ADP uses SOA to quickly and cost-effectively create new services to sell to customers.

InformationWeek Staff, Contributor

September 8, 2006

2 Min Read

ADP's SOA comprises six functions:

>> Common user experience. A single user interface provides a common look, feel, and behavior for its employers' services offerings.

>> Single secure-identity services. Lets users gain access to a number of programs with a single password. The use of Security Assertion Markup Language, an XML standard, lets customers gain access to ADP apps from their own systems.

>> Secured data gateway. ADP offers customers and other business partners a secure gateway for the exchange of data, whether it's between machines or between users and machines.

>> Highly configurable portal. Provides a common entry point to access ADP and third-party products. Individual ADP products function as portlets--small windows of content appearing on users' screens--that extensively employ Web services between the portal and back-end legacy systems, such as the registration of a new employee.
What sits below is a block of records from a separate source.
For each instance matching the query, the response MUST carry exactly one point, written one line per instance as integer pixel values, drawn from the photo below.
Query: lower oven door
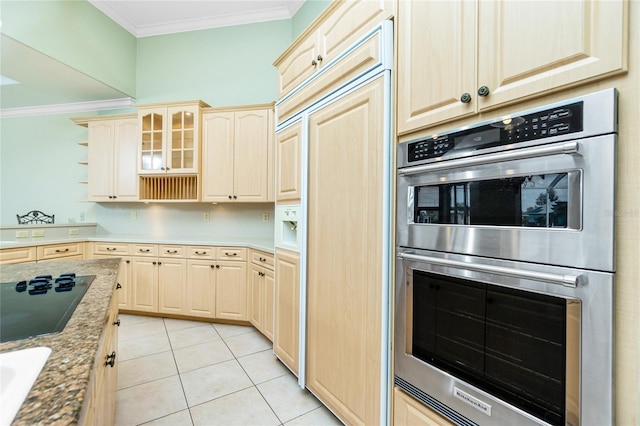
(493, 342)
(550, 204)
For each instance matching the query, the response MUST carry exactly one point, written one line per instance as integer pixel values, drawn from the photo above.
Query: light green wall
(307, 13)
(76, 34)
(40, 169)
(223, 66)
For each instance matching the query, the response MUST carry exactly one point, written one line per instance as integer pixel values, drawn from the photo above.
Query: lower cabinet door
(287, 308)
(144, 284)
(201, 288)
(172, 291)
(231, 291)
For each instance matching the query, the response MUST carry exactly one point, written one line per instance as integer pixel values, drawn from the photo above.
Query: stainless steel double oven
(505, 267)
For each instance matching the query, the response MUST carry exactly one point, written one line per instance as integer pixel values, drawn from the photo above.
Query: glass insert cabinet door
(169, 140)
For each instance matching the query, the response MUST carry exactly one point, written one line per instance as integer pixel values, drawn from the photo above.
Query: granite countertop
(58, 394)
(262, 244)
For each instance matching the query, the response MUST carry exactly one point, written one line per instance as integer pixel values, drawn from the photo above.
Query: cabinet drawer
(201, 252)
(261, 258)
(17, 255)
(150, 250)
(366, 56)
(173, 251)
(111, 248)
(231, 253)
(60, 250)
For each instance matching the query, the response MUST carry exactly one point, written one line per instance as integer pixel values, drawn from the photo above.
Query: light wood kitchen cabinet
(238, 154)
(172, 289)
(408, 411)
(10, 256)
(169, 141)
(288, 164)
(144, 284)
(336, 29)
(68, 251)
(231, 291)
(112, 151)
(440, 77)
(101, 395)
(121, 250)
(345, 222)
(286, 338)
(201, 288)
(261, 284)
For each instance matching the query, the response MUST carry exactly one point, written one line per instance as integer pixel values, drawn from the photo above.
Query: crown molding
(200, 23)
(108, 104)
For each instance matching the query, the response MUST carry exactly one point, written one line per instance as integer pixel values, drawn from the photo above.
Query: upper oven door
(550, 204)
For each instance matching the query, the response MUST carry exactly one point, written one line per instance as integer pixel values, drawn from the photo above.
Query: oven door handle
(565, 280)
(565, 148)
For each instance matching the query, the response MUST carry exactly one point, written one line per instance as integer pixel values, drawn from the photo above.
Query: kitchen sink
(18, 372)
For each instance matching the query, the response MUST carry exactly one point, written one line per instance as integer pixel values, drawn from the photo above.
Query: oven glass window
(510, 343)
(524, 201)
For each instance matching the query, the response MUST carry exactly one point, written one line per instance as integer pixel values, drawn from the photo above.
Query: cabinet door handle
(483, 91)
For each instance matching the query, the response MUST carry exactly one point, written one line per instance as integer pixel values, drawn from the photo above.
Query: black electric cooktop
(40, 305)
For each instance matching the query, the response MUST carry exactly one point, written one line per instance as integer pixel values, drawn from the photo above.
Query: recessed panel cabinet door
(528, 47)
(344, 276)
(436, 62)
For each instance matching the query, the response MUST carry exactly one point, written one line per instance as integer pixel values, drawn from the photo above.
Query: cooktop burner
(41, 305)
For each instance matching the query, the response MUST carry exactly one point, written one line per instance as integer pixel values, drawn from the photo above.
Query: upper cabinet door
(252, 155)
(217, 152)
(528, 47)
(436, 62)
(288, 158)
(151, 123)
(126, 171)
(181, 153)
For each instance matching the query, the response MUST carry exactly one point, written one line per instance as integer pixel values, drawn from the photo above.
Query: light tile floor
(177, 372)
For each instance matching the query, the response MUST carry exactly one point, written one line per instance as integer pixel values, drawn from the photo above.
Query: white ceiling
(144, 18)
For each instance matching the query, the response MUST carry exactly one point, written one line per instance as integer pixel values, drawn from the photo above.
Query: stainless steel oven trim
(599, 117)
(595, 395)
(589, 248)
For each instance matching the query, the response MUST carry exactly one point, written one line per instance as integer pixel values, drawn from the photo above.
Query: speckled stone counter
(57, 396)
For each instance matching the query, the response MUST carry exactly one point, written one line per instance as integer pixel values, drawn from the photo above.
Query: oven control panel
(521, 128)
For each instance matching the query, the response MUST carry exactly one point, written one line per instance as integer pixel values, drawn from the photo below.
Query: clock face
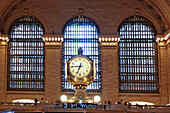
(80, 67)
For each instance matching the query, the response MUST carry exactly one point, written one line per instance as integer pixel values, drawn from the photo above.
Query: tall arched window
(26, 55)
(81, 32)
(138, 65)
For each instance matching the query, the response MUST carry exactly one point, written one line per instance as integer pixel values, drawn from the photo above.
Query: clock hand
(74, 66)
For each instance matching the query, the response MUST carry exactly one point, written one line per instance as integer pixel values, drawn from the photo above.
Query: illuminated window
(81, 32)
(138, 65)
(26, 55)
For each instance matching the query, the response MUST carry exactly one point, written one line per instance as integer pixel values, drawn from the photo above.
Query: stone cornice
(109, 38)
(53, 38)
(4, 37)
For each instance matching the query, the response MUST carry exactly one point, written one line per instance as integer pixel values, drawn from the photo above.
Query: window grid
(26, 55)
(138, 65)
(81, 32)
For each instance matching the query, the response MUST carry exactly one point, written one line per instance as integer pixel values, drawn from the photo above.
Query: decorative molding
(156, 10)
(160, 38)
(53, 38)
(109, 38)
(4, 37)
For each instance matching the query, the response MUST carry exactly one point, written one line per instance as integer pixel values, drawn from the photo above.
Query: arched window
(138, 65)
(26, 55)
(81, 32)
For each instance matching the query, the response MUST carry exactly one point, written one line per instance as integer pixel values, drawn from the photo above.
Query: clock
(80, 67)
(80, 70)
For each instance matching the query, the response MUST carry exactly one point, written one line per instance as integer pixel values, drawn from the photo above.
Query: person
(109, 103)
(129, 105)
(36, 101)
(125, 103)
(104, 105)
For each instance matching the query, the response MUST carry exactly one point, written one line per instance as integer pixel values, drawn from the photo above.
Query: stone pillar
(3, 66)
(163, 69)
(168, 66)
(53, 65)
(109, 67)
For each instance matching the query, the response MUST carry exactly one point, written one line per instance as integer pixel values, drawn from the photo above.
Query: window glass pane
(138, 56)
(26, 55)
(81, 32)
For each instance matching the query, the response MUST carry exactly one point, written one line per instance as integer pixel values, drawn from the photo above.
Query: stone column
(162, 66)
(168, 66)
(109, 67)
(3, 66)
(53, 65)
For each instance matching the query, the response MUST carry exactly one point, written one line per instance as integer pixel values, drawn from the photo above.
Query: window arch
(82, 32)
(138, 65)
(26, 55)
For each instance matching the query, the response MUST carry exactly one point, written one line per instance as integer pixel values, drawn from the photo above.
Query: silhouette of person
(36, 101)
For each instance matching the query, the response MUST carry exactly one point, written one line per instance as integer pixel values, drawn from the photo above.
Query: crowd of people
(108, 103)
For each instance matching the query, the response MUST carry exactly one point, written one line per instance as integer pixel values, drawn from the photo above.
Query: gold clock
(80, 71)
(80, 67)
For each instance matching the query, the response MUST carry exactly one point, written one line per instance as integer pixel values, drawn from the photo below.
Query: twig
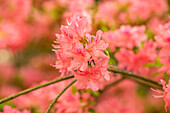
(55, 100)
(136, 77)
(112, 84)
(34, 88)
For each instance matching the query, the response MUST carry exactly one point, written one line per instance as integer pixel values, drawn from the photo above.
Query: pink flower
(82, 54)
(13, 35)
(126, 36)
(8, 109)
(164, 54)
(163, 36)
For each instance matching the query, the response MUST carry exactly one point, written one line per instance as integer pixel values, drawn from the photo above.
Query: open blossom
(126, 36)
(8, 109)
(81, 54)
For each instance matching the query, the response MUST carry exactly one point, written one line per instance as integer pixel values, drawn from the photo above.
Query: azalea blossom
(81, 54)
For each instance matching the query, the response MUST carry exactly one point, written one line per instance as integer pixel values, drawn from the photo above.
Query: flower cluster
(166, 94)
(81, 54)
(163, 40)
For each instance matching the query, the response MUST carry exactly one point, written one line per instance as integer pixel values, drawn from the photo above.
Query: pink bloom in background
(17, 10)
(163, 35)
(165, 60)
(126, 36)
(166, 94)
(106, 11)
(8, 109)
(163, 40)
(81, 54)
(135, 62)
(13, 35)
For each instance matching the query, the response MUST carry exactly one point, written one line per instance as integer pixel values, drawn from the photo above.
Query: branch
(55, 100)
(136, 77)
(112, 84)
(34, 88)
(126, 74)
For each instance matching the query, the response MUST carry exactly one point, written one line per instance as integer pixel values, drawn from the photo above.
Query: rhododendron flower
(8, 109)
(81, 54)
(164, 54)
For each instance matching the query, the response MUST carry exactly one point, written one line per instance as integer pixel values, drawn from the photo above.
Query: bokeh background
(27, 33)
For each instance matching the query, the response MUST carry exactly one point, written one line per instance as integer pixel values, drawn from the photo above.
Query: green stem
(136, 77)
(55, 100)
(112, 84)
(124, 73)
(34, 88)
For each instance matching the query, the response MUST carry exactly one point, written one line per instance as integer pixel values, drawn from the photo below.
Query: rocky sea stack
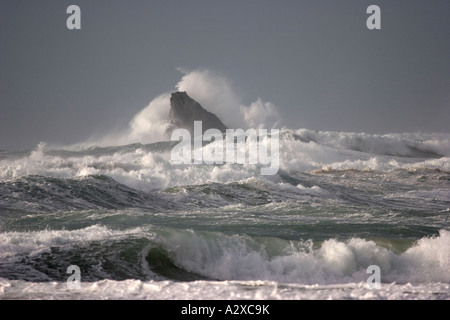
(184, 111)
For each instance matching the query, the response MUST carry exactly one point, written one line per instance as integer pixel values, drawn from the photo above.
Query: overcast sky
(315, 60)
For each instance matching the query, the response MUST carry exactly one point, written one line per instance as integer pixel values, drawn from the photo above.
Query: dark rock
(184, 111)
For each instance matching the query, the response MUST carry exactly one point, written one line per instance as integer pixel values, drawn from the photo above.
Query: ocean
(136, 226)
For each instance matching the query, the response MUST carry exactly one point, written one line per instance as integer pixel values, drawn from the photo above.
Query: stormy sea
(347, 216)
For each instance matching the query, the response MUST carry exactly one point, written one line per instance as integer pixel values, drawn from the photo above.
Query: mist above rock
(184, 111)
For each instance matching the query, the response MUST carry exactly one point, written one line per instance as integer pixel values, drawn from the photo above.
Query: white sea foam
(335, 269)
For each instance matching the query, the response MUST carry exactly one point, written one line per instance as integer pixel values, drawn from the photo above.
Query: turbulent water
(140, 227)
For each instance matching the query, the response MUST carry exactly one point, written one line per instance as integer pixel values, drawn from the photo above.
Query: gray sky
(315, 60)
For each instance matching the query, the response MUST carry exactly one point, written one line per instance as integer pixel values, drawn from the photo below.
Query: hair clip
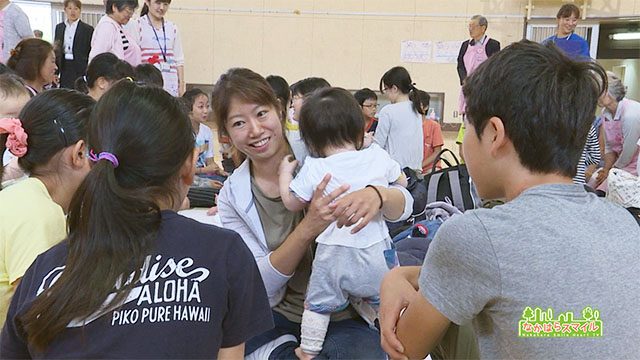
(64, 135)
(104, 156)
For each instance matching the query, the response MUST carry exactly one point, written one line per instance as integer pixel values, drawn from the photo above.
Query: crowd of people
(103, 145)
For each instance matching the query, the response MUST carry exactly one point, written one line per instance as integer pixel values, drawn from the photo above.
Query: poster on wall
(446, 52)
(415, 51)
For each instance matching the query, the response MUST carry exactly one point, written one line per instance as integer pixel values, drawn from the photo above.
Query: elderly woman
(622, 128)
(110, 35)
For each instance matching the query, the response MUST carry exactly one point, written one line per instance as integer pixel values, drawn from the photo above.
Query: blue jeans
(346, 339)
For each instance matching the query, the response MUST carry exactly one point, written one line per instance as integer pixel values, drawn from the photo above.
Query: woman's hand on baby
(357, 207)
(288, 165)
(320, 212)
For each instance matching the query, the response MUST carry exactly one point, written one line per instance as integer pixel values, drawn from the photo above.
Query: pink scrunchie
(17, 139)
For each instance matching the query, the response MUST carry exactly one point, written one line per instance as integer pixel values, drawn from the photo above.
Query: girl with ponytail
(48, 137)
(134, 279)
(400, 123)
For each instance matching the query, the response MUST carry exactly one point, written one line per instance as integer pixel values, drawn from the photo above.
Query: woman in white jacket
(249, 203)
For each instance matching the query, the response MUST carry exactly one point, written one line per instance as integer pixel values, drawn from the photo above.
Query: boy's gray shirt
(554, 246)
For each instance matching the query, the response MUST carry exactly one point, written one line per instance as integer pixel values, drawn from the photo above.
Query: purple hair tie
(104, 156)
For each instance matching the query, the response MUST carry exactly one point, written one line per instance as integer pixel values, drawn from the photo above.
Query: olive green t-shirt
(277, 224)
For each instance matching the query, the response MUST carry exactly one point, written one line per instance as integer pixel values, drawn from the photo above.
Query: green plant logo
(536, 322)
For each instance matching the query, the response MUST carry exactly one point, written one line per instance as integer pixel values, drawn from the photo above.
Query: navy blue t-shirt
(200, 290)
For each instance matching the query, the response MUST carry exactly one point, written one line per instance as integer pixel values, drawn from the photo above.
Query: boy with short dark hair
(550, 250)
(368, 101)
(565, 38)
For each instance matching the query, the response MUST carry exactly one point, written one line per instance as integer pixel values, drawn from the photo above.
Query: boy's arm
(402, 180)
(414, 333)
(420, 327)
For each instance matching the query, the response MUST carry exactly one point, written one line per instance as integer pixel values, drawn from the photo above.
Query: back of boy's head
(306, 86)
(53, 120)
(545, 100)
(11, 86)
(331, 117)
(28, 57)
(365, 94)
(190, 97)
(567, 10)
(149, 75)
(105, 65)
(4, 69)
(399, 77)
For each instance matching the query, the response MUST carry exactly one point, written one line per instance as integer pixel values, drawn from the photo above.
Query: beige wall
(352, 49)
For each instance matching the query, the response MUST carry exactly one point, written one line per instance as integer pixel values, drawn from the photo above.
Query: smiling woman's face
(255, 130)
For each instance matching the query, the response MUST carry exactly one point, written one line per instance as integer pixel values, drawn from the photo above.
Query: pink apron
(2, 36)
(474, 56)
(615, 140)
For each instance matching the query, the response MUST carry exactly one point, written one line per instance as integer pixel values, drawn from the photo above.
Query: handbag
(451, 184)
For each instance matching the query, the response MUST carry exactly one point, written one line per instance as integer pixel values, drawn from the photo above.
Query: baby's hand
(368, 139)
(288, 165)
(302, 355)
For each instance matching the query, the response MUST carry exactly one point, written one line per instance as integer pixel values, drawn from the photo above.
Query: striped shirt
(590, 155)
(110, 36)
(125, 41)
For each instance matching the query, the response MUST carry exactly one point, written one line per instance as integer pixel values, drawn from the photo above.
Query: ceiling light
(626, 36)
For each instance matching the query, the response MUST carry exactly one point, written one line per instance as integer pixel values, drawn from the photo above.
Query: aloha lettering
(181, 290)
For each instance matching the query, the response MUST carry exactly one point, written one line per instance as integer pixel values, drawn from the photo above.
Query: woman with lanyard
(161, 45)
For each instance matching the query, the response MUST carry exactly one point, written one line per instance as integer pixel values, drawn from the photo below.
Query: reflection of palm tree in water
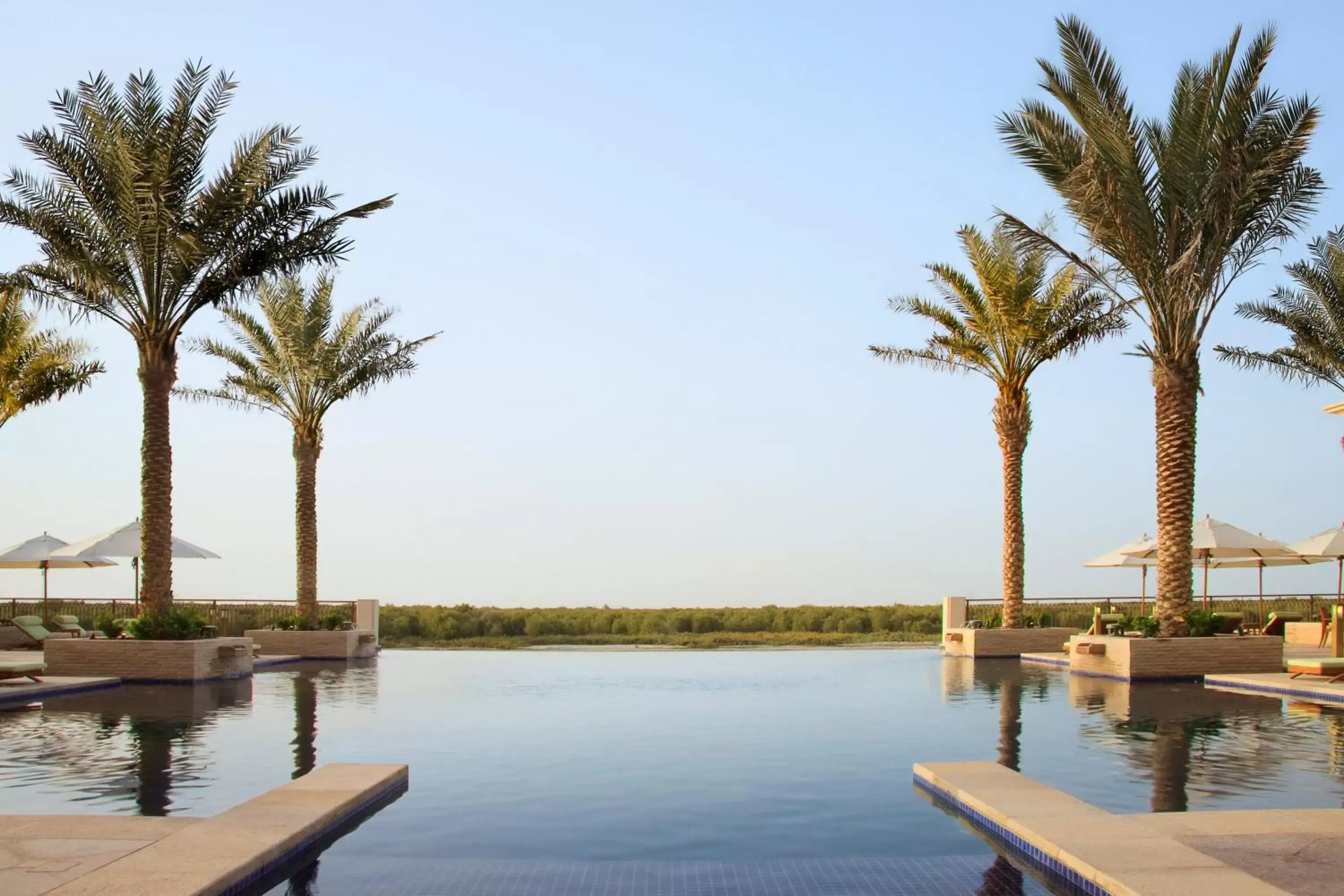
(304, 882)
(152, 741)
(1171, 766)
(306, 723)
(1003, 878)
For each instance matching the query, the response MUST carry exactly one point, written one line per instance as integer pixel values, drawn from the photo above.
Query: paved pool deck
(25, 691)
(1229, 853)
(226, 853)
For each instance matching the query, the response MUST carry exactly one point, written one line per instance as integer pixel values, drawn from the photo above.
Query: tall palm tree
(1004, 324)
(299, 363)
(131, 229)
(35, 366)
(1314, 316)
(1180, 207)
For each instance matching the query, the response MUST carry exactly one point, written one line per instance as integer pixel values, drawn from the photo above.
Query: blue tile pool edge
(1275, 689)
(60, 692)
(1026, 852)
(334, 829)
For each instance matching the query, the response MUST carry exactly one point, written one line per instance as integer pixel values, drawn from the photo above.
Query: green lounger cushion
(69, 624)
(31, 626)
(22, 668)
(1320, 664)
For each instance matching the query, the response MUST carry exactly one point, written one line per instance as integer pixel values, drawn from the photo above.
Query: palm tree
(35, 366)
(1004, 324)
(1180, 207)
(131, 230)
(297, 365)
(1312, 315)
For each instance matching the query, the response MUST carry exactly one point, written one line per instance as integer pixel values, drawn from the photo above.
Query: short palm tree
(132, 230)
(35, 366)
(1180, 207)
(1314, 316)
(297, 363)
(1004, 324)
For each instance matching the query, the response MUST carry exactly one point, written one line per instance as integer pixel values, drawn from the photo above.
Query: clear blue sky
(658, 240)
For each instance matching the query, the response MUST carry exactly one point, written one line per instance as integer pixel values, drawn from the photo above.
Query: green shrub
(1147, 626)
(1202, 624)
(332, 621)
(179, 624)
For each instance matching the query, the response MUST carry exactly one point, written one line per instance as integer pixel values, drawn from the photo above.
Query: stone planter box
(1004, 642)
(316, 645)
(134, 660)
(1172, 659)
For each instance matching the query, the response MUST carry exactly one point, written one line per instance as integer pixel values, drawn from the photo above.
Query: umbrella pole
(1261, 567)
(1206, 582)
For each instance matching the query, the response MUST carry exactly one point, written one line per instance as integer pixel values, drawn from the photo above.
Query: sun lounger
(22, 671)
(1332, 667)
(33, 629)
(1103, 620)
(1229, 622)
(70, 625)
(1276, 622)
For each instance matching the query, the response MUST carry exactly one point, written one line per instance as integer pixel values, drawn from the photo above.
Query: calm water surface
(701, 755)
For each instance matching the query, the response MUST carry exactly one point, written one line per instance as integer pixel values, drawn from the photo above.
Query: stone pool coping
(13, 692)
(1108, 855)
(218, 856)
(1281, 684)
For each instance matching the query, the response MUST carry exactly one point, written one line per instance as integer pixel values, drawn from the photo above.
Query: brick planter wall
(132, 660)
(316, 645)
(1139, 659)
(1004, 642)
(1304, 633)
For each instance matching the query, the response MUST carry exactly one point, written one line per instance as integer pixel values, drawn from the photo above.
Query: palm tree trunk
(158, 374)
(1012, 422)
(1176, 397)
(306, 526)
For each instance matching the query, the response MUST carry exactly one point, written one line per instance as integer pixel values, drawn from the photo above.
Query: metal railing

>> Central message hub. Designed using Open Applications Group standards and employing IBM MQSeries middleware, the hub effectively synchronizes information from various databases, such as data on an employee who might be identified in one database by first name and last name, but in another database by first initial and last name.

>> Common reporting services. Uses a real-time extract, transform, and load tool and an internally built data catalog that generates reports with a common look and feel throughout the enterprise. Users open a tab in the portal to select the data to be reported.

As SOA makes business processes become more easily automated, contact between services supplier and customer will take place less often with a handshake or phone call from sales personnel and more often through the portal interface on a desktop, with an icon initiating the services. Little wonder that IT managers must have a greater understanding of the customer. "Technology has evolved where it's the face to the customer in many businesses," Bongiorno says. "That changes the opportunity to where the CIO, being closer to technology, can find a new business opportunity because he's the guy who is touching the customer."

It's that type of attitude that explains why ADP is among the upper echelon of business technology users.